The UK’s carbon capture and storage (CCS) strategy should include combining bioenergy with CCS (Beccs) technology, if the UK is to meet its 2050 greenhouse gas emission targets, according to a new report.
The Energy Technologies Institute (ETI) report, called The Evidence for Deploying Bioenergy with CCS (Beccs) in the UK, states that Beccs can deliver negative emissions (the net removal of CO2 from the atmosphere) while also producing energy in the form of electricity, heat, gas and liquid fuels.
The report says that Beccs is achievable by 2030 because all of the major components of a Beccs system have been “proven” individually. The ETI said that successful implementation could eventually see 55M.t of carbon emissions removed from the atmosphere over the course of a year.
“The UK is well-placed to exploit the benefits of Beccs because it has vast storage opportunities offshore, experience in bioenergy deployment, and academic and industrial strength in both bioenergy and CCS,” commented Geraldine Newton-Cross, the report’s author and ETI strategy manager for bioenergy.
The report also stresses that significant support is required over the next five to 10 years to demonstrate a commercial deployment of Beccs technology. The ETI said it is crucial that the government’s CCS strategy includes Beccs technology, in order for the UK to meet its emission targets.
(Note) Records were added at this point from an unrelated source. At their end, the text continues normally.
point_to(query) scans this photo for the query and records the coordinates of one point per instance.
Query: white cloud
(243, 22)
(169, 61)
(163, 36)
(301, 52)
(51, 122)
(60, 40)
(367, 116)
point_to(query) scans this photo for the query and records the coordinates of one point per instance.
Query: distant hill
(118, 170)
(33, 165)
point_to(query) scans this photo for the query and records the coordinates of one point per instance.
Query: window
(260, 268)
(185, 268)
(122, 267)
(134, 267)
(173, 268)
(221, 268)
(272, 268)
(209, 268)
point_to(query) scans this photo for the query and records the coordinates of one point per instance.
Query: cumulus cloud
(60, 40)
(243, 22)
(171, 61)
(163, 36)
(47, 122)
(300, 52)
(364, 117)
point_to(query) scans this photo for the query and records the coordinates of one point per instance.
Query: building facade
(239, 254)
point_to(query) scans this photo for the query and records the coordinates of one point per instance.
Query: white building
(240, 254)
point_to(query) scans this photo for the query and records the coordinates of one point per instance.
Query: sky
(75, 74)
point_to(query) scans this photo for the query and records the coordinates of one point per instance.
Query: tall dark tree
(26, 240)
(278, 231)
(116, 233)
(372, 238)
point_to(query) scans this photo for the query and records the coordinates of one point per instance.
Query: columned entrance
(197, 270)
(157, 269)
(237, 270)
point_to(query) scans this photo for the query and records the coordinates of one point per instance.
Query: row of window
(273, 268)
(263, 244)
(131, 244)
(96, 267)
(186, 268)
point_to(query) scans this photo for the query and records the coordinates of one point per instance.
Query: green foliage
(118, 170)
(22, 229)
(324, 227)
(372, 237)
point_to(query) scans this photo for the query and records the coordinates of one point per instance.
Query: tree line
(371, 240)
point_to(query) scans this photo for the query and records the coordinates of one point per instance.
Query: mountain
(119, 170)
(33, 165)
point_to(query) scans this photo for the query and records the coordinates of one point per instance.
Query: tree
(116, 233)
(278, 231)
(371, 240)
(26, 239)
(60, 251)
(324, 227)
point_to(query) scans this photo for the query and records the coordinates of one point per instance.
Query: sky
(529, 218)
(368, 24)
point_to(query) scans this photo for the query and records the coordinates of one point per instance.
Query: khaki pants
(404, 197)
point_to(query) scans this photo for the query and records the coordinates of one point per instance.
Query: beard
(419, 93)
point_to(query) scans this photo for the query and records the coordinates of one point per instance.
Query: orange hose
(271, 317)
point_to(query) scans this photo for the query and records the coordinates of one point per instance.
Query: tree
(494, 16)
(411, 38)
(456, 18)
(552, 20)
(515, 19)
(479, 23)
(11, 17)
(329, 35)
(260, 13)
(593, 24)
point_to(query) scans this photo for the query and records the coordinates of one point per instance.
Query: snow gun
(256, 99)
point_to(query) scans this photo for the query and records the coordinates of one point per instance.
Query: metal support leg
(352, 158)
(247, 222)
The ETI’s report highlights advances in the understanding of the costs and challenges of biomass-fed combustion systems, while also identifying several economical and low-risk CO2 stores around the country.
“This progress in the technical, environmental and financial evidence and understanding, together with the commercial demonstration steps being taken by others globally, should give the UK government confidence to commit to, and support the demonstration of this vital technology in the UK,” added Newton-Cross.